Apr
11
By the given research we start the analytic coverage of the distributing sector of power energy. We evaluated 8 intra-regional distributing companies using the discount cash flow approach.
Due to introduction of the new regulating model based on invested capital yield the distributing sector will become more clear, foreseeable, stable and hence attractive for investing in the power energy. During 2008 the most significant conversions were conducted in the sector, such as consolidation of DNC into IRNC, separation of IRNC from UES and their shares entering the trade grounds.
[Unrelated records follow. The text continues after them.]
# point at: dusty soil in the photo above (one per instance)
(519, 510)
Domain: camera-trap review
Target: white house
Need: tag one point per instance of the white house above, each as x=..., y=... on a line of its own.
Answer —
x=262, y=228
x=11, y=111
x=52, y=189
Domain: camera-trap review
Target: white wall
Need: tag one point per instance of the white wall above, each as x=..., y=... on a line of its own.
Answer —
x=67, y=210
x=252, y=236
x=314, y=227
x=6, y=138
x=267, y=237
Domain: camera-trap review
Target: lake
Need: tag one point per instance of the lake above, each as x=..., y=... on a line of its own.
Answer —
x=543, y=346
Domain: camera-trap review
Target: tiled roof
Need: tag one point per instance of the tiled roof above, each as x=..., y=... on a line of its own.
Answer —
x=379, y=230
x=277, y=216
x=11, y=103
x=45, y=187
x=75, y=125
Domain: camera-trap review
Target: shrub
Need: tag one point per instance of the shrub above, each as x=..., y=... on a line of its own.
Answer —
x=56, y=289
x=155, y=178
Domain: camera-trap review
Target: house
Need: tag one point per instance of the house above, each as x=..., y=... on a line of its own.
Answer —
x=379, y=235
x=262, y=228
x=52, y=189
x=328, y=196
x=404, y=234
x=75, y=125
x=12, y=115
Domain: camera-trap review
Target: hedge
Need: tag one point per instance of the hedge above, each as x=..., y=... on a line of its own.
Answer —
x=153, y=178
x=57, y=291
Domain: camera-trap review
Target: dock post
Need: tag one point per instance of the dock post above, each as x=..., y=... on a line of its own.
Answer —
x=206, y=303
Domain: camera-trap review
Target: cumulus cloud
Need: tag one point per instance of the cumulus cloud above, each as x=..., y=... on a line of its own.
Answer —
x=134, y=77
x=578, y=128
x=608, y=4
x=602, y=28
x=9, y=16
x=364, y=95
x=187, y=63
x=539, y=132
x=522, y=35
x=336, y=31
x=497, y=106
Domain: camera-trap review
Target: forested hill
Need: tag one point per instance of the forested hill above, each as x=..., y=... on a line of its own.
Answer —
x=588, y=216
The legal base of the new tariff regulation has been adopted and pilot projects using the new tariff-making started.
However, risks at the transient phase to the new model still remain. Among those risks are the following: excessive affect on sales of companies with cross-subsidization and such a strong volatile income source as payment for joining. At the same time the crisis at the financial markets added extra risks to the sector: power energy consumption and paying capacity of the public dropped, claims for new joining lowered and the opportunities of attracting borrowed assets declined significantly, which made the companies revise their investment programs for the coming 1-2 years.
However, totally the transfer to the new model of tariff regulating allows us look positively at the prospects of the distributing network sector. Particularly we prefer the common shares of Volga IRNC, Ural IRNC, Center and Volga region IRNC, Sibir IRNC and Lenenergo, and we assign the recommendation BUY for those shares.